Thursday, 23 July 2015

Whats wrong with the regulators?

#GPFUQ 177  What’s wrong with the regulators? A paradox of the new regulation of professionals like GMC Revalidation and the Care Quality Commission (CQC) that aims to reduce unacceptable variations in their performance is that the regulation itself can create unacceptable variations in regulation with poor quality assurance of both the structure and process of regulation creating variable outcomes. 
#GPFUQ 178  When is it the best treatment to stop medicines? If it improves patient outcomes. Risk can outweigh benefit when too many medicines are prescribed in patients with too many co-morbidties. Reducing and stopping drugs can then become the best treatment. There are 5 steps (1) check  all drugs the patient is taking and the reasons for each one; (2) consider the overall risk of drug-induced harm in individual patients before a  deprescribing intervention; (3) assess each drug in regard to its current or future benefit potential compared with current or future harm or burden potential; (4) prioritize and agree with the patient the drugs for discontinuation that have the lowest benefit-harm ratio and lowest likelihood of adverse withdrawal reactions or disease rebound syndromes; and (5) implement a discontinuation regimen and monitor patient  for improvement in outcomes or onset of adverse effects.

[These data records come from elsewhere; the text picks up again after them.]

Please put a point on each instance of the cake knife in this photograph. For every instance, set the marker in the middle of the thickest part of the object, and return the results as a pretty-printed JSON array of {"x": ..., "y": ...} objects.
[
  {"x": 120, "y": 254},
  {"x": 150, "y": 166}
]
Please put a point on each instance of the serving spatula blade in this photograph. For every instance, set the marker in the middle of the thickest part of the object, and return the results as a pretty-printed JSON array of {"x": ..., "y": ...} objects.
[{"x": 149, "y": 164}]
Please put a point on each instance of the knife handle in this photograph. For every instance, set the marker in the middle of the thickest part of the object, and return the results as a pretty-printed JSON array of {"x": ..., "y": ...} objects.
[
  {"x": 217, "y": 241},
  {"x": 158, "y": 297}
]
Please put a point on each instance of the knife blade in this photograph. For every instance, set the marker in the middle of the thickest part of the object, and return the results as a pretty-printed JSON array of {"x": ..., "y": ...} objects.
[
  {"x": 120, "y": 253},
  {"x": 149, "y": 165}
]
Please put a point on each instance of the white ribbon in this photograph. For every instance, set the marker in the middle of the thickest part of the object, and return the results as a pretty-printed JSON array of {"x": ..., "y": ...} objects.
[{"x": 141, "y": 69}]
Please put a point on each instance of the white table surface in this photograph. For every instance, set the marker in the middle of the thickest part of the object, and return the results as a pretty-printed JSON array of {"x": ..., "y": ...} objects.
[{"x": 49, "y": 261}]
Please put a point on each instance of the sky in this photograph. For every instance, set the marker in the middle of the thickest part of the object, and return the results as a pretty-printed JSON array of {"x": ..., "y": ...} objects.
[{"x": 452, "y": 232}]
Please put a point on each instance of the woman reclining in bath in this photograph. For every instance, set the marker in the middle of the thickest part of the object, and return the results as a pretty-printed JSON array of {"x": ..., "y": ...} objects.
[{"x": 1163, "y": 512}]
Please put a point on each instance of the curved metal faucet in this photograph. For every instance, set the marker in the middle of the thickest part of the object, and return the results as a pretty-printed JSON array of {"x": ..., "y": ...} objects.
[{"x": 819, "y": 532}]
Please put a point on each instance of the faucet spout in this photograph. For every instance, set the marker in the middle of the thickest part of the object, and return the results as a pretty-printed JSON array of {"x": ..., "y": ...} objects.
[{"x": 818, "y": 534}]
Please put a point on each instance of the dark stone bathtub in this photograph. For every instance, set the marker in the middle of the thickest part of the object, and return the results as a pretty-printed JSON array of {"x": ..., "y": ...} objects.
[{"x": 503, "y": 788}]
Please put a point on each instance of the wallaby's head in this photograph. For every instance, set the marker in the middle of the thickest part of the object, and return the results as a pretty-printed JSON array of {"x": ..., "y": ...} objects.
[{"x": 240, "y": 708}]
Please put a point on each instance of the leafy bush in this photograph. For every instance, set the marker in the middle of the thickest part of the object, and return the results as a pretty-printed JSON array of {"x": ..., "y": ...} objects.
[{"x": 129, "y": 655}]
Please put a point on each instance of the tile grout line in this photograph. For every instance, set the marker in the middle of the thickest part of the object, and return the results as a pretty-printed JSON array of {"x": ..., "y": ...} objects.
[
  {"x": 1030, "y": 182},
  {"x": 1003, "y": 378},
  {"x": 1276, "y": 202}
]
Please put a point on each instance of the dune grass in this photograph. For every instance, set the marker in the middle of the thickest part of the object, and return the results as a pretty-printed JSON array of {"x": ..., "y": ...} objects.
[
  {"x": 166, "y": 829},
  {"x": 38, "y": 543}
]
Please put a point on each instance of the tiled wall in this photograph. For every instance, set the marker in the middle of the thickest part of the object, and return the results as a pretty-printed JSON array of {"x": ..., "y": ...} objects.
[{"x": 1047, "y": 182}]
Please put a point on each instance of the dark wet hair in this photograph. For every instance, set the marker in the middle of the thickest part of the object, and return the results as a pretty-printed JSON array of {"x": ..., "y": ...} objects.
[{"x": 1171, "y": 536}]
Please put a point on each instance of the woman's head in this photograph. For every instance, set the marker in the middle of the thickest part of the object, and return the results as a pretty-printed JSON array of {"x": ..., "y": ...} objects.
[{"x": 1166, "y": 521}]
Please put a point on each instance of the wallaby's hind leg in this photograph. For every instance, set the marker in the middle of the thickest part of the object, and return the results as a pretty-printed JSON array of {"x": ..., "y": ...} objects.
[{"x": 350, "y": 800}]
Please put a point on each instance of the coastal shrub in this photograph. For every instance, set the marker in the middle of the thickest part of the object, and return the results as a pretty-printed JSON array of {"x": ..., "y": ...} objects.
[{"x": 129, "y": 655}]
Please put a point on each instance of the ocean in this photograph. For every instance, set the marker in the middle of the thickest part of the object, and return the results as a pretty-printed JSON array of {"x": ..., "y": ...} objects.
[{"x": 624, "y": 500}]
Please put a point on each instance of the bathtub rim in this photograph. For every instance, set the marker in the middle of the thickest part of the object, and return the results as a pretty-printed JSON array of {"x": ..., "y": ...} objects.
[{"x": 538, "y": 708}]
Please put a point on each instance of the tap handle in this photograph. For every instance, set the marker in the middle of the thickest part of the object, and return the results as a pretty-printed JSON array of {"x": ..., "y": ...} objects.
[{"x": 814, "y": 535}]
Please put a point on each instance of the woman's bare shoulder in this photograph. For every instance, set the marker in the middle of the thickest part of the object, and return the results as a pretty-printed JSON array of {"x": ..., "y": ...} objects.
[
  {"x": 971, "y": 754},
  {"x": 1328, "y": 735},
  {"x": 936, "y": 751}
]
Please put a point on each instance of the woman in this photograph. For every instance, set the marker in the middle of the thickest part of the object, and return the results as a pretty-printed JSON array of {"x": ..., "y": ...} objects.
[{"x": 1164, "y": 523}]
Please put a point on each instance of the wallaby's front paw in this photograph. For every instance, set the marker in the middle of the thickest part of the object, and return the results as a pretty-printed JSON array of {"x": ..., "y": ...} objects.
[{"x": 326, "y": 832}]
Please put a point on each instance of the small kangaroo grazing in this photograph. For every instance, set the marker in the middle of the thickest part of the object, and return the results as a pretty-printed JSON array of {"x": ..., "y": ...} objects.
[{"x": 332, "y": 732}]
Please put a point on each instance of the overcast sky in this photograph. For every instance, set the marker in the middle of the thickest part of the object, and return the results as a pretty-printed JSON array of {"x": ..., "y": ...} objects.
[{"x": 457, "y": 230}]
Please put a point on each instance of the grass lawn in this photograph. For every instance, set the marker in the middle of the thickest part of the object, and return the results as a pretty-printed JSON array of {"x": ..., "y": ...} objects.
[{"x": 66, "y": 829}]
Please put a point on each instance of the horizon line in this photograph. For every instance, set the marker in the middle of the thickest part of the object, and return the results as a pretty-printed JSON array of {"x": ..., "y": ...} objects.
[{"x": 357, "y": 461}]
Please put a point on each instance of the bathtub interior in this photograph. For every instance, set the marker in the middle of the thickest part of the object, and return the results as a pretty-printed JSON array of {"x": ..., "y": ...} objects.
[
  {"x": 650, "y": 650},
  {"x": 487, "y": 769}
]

#GPFUQ 179  What’s the problem recording shared-decision making (SDM)? The use of electronic templates to gather data for whatever reason has shifted consultations from being patient-centred to computer-centred. The paradox is that the more time we spend recording SDM, the less time we have to actually do it.
#GPFUQ 180 When shouldn’t we ask for extra money for health care? If we are already spending money doing something pointless, or if we are looking for technical solutions to existential problems.